The Transport Bill removes the remaining restrictions on the advertising of car sharing. I plan to bring the relevant provisions into force in October. Notes for guidance are being prepared and I am holding discussions with local authorities, companies and voluntary organisations. I am intending to encourage motorists to take full advantage of the new opportunities.
Will my right hon. Friend confirm that car-sharing has the potential to play a most useful part in reducing wasteful congestion and the use of fuel? Does he agree that the use of public expenditure in this way could be extremely cost-effective? Will he, therefore, consider using all possible means of advertising, including television?
We shall certainly consider whatever means we can to encourage car-sharing, for the reasons that my hon. Friend has given. In London, for example, in the peak hours about 130,000 cars are coming into London, carrying only 176,000 people. I think that that shows the kind of potential that car-sharing has. There is great potential in the rural areas, as well.
Will my right hon. Friend consider examining and, perhaps introducing, the scheme which operates in Istanbul using vehicles known as dolmus? A dolmus is a vehicle which is like a taxi, which picks up people on the way down a pre-ordained route and puts them down on that route—
It does not fill up just once. It is like a bus, but it is a taxi. It is more flexible than a bus. The charge is about a quarter of the price of a taxi. It is very useful in some parts of the world. It could be a very useful innovation in the United Kingdom.
I welcome my hon. Friend's example. I think that the general point that he makes is very good—that we should look at new ways of serving the travelling public. I believe that car-sharing is one way and the Government are certainly prepared to look at other new, alternative, ways, because I believe that the criterion should be the service to the travelling public. That is what matters, above all.

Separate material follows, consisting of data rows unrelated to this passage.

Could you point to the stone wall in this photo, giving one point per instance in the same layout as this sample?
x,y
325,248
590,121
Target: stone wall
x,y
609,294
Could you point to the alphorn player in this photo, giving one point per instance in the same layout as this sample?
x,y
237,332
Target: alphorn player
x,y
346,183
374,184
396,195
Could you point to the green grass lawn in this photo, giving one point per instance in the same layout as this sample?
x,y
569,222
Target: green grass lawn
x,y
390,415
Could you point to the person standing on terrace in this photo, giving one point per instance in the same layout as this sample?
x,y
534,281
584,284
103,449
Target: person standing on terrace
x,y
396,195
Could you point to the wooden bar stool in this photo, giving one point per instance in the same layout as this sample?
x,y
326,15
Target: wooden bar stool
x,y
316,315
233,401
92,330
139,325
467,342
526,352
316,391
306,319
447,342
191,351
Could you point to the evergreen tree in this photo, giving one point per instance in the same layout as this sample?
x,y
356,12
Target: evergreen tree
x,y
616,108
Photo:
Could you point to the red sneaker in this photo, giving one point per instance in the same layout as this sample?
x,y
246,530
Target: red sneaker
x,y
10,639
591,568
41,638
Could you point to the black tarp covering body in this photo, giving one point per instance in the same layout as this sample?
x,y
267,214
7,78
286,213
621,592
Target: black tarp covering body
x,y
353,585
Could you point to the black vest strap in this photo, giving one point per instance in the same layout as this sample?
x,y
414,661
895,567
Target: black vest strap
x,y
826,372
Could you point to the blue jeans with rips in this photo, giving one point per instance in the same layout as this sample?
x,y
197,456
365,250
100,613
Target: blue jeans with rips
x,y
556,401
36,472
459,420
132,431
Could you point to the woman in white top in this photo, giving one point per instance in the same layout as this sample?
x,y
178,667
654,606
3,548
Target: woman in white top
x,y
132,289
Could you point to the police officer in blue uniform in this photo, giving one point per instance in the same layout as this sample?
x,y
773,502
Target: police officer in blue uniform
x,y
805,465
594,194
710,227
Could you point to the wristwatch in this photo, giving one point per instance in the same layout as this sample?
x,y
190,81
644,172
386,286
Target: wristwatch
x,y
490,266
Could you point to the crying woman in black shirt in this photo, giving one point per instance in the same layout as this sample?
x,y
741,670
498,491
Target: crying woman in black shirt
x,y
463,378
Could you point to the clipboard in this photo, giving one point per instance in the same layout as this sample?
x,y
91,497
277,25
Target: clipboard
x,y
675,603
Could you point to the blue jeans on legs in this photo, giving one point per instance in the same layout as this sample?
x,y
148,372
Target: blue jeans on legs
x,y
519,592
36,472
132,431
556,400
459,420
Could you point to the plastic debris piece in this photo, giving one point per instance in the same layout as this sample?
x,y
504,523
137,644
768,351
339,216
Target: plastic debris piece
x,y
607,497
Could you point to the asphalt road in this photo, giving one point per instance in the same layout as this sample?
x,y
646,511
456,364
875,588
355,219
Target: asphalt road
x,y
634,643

Is the Minister still satisfied that those people offering their cars for car-sharing will not have to pay an extra premium on their insurance and, indeed, that the passengers in the car, if involved in an incident, are not likely to be denied a claim for damages because it is considered that it is "hire and reward" scheme?
I am convinced on both of the points that the hon. Gentleman raises. In case there is any doubt, I think that the message should go forth that insurance policies cover car-sharing. That was one of the things—and I pay tribute to them—that the previous Government cleared up. Therefore, the obstacles in the way of car-sharing have now been removed. I believe that this can make a very useful contribution to urban and rural mobility.